One plan may call for sale of the business to stated employees, with the purchase money provided by the insurance; another may provide that the business be run by the executor or the heirs; in still another, a trust company may be named as beneficiary and management control may be established. The specific plan is important, however. Many a small business flounders upon the death of the sole owner merely because he did not provide the business insurance with which to main­tain it.

Insurance to aid the firm's credit status, covering the owner or key man during the period of a loan or the duration of a mortgage on property held.

Insurance for emergencies. Most business life insurance plans utilize life insurance which has cash values. These cash values, growing over the years, provide the firm with a valuable reserve for emergencies, in the event of any sharp dislocation in business conditions. Where necessary, the policy cash values can be used as the basis for loans.

If you contemplate the business life insurance plan, call for advice. Consult three experts to make certain that every angle of the firm's interests is being safeguarded—your CPA, attorney and life insurance agent. The last-named gives the tech­nical advice concerning the arrangements of policies. The first two provide the essential information on which the plan is based and double-check it when it is completed. Remember these im­portant points:

Tax factors, both income and estate, are involved in almost all business life insurance arrangements. A plan should not be set up which will unnecessarily involve addi­tional taxes. On the other hand, too much weight should not be given to the tax angles. They often change, and the plan set up today on the basis of a certain tax advantage may prove to be disadvantageous next year, if a new tax law is enacted. This, too, is a matter that should be left in the hands of the experts.

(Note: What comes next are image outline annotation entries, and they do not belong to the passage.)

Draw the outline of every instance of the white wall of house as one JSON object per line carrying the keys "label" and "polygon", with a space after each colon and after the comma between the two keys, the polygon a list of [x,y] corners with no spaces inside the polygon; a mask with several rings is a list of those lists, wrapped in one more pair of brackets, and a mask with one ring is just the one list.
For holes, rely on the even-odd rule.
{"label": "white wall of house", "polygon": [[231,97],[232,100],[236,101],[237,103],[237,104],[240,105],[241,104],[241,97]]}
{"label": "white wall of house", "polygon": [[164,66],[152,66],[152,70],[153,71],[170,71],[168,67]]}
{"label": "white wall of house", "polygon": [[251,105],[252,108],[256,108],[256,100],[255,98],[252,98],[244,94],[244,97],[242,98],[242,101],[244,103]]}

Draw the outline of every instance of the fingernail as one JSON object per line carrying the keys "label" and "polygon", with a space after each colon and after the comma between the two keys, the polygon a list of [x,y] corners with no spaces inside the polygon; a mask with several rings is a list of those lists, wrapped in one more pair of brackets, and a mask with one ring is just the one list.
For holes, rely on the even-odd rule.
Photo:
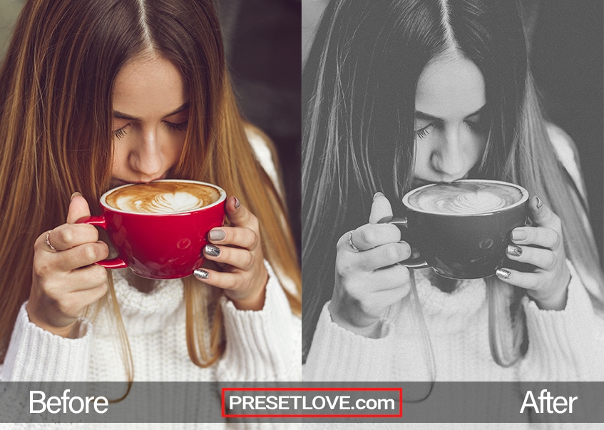
{"label": "fingernail", "polygon": [[508,245],[507,250],[508,255],[512,257],[520,257],[522,255],[522,248],[516,245]]}
{"label": "fingernail", "polygon": [[220,248],[213,245],[205,245],[205,253],[212,257],[217,257],[220,255]]}
{"label": "fingernail", "polygon": [[503,280],[508,280],[512,275],[511,272],[510,272],[509,270],[506,270],[505,269],[497,269],[497,270],[495,272],[495,274]]}
{"label": "fingernail", "polygon": [[222,240],[227,237],[227,234],[223,230],[210,230],[210,240]]}
{"label": "fingernail", "polygon": [[526,230],[515,229],[512,230],[512,240],[524,240],[528,237]]}
{"label": "fingernail", "polygon": [[195,269],[193,271],[193,275],[195,277],[199,278],[200,280],[207,280],[208,277],[210,277],[210,274],[208,273],[208,272],[206,272],[203,269]]}

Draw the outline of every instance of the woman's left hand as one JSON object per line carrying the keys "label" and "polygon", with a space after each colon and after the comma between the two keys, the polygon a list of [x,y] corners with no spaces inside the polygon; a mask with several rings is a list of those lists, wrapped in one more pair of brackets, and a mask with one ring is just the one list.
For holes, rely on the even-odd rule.
{"label": "woman's left hand", "polygon": [[528,206],[533,225],[512,230],[513,244],[508,246],[507,257],[513,261],[532,265],[534,268],[531,272],[521,272],[504,267],[497,270],[497,277],[526,289],[528,296],[541,309],[561,310],[566,306],[570,282],[562,224],[538,197],[531,198]]}
{"label": "woman's left hand", "polygon": [[203,249],[208,260],[222,271],[203,267],[195,271],[197,279],[222,288],[240,309],[260,310],[264,307],[268,272],[264,264],[258,219],[230,197],[225,206],[230,225],[212,229],[211,245]]}

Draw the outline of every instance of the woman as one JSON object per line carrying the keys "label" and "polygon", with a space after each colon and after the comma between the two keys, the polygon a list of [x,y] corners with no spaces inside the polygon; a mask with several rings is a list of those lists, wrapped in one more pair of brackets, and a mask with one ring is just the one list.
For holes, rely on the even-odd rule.
{"label": "woman", "polygon": [[[513,2],[331,1],[303,80],[305,379],[603,377],[580,175],[539,111]],[[533,196],[496,277],[397,265],[411,250],[378,221],[409,190],[464,178]]]}
{"label": "woman", "polygon": [[[0,81],[0,379],[300,379],[278,170],[237,112],[210,0],[28,1]],[[213,264],[161,282],[93,264],[108,245],[75,222],[164,178],[230,196]]]}

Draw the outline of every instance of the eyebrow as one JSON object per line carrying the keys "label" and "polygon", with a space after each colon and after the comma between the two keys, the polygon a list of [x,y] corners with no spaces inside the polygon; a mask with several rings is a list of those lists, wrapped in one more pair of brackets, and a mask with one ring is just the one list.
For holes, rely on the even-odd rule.
{"label": "eyebrow", "polygon": [[[470,118],[471,116],[474,116],[475,115],[478,115],[479,113],[481,113],[482,111],[484,110],[485,107],[486,107],[486,104],[483,105],[482,107],[476,112],[472,112],[469,115],[466,115],[464,118]],[[428,113],[424,113],[424,112],[421,112],[420,111],[415,111],[415,118],[416,118],[417,119],[426,120],[429,121],[443,121],[441,118],[434,116],[433,115],[429,115]]]}
{"label": "eyebrow", "polygon": [[[190,102],[186,102],[183,106],[177,108],[170,113],[164,115],[163,118],[166,118],[168,116],[172,116],[173,115],[176,115],[177,113],[180,113],[183,111],[189,108]],[[117,111],[113,111],[113,118],[117,118],[119,119],[125,119],[130,121],[142,121],[140,118],[136,118],[135,116],[131,116],[130,115],[126,115],[126,113],[122,113],[121,112],[118,112]]]}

Once established, the business life insurance plan should receive, carefully and periodically, a checkup by experts. Finan­cial conditions change, tax laws vary in effect. Valua­tions of the interests of the owners are never constant. A host of changing conditions can affect the plan and it is important that the details of the plan be kept up to date at all times.

Revaluations should be written in, whenever necessary, on part­nership and corporation policies.

Every new tax law suggests need for a special checkup to make certain the tax angles are still adequately covered.

At least once each year, the plan should go through this careful screening by the life insurance agent.